Мы путешествовали две недели в 2013 году. Это был проект информационного агентства, приуроченный к саммиту G20 в Санкт-Петербурге: агентство отправило фотографов-иностранцев снимать «Россию труда, новых технологий и инноваций», а я вызвалась в фиксеры. Мне достался Стэнли Грин. До этого я встречала его несколько раз, а его книга «Открытая рана» про Чеченскую войну была одним из сильнейших впечатлений.

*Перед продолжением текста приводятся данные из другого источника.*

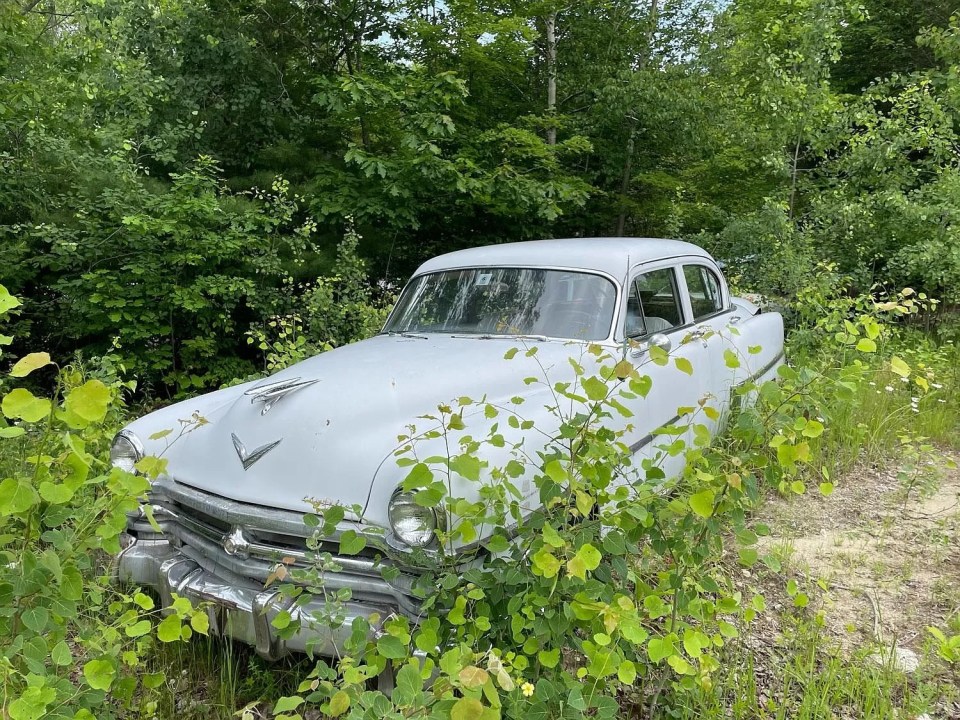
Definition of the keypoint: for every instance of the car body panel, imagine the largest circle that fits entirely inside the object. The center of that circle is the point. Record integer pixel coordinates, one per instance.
(244, 463)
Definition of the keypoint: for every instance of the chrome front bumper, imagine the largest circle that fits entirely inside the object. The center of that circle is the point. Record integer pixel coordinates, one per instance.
(241, 611)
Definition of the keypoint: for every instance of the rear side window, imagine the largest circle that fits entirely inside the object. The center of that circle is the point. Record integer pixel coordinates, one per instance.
(653, 305)
(704, 287)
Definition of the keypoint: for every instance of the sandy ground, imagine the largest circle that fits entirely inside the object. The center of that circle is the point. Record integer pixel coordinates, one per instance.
(879, 559)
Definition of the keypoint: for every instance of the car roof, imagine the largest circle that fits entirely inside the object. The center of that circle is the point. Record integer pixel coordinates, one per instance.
(611, 255)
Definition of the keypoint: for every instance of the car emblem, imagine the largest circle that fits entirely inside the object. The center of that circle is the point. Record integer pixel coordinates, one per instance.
(248, 459)
(272, 393)
(235, 543)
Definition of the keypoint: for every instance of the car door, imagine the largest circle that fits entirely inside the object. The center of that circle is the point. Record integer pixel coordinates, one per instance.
(710, 313)
(742, 347)
(657, 313)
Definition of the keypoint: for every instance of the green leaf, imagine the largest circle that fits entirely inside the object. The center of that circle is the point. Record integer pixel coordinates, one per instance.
(200, 622)
(138, 629)
(36, 619)
(169, 629)
(546, 563)
(32, 705)
(660, 648)
(55, 494)
(899, 367)
(20, 403)
(29, 363)
(100, 673)
(466, 709)
(286, 704)
(466, 465)
(549, 658)
(352, 542)
(339, 703)
(472, 677)
(552, 537)
(594, 388)
(61, 655)
(391, 647)
(702, 503)
(16, 496)
(587, 558)
(556, 471)
(7, 301)
(89, 401)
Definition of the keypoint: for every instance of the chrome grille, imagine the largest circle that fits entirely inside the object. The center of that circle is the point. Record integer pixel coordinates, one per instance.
(197, 523)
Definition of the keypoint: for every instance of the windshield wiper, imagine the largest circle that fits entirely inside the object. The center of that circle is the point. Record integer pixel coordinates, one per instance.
(394, 333)
(488, 336)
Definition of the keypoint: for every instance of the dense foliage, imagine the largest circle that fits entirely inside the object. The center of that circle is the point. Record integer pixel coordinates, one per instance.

«Будет сложно», — подмигнула фоторедактор: в то время как другие фотографы выбирали одно место и одну тему, Стэнли решил прокатиться из одного конца «империи» в другой. Видевший Россию путча, чеченских войн и туберкулезных санаториев, он хотел создать — и создал — нечто гораздо более правдивое и широкое, чем задумка агентства.
Эхо войны и москитов
В Екатеринбурге мы заходим в душный номер довольно советской гостиницы. Я открываю окна.
— Москиты! Закрой окно! — кричит Стэнли. — Я не переношу москитов.
— Но Стэнли! Это Россия, лето. Без комаров не обойтись.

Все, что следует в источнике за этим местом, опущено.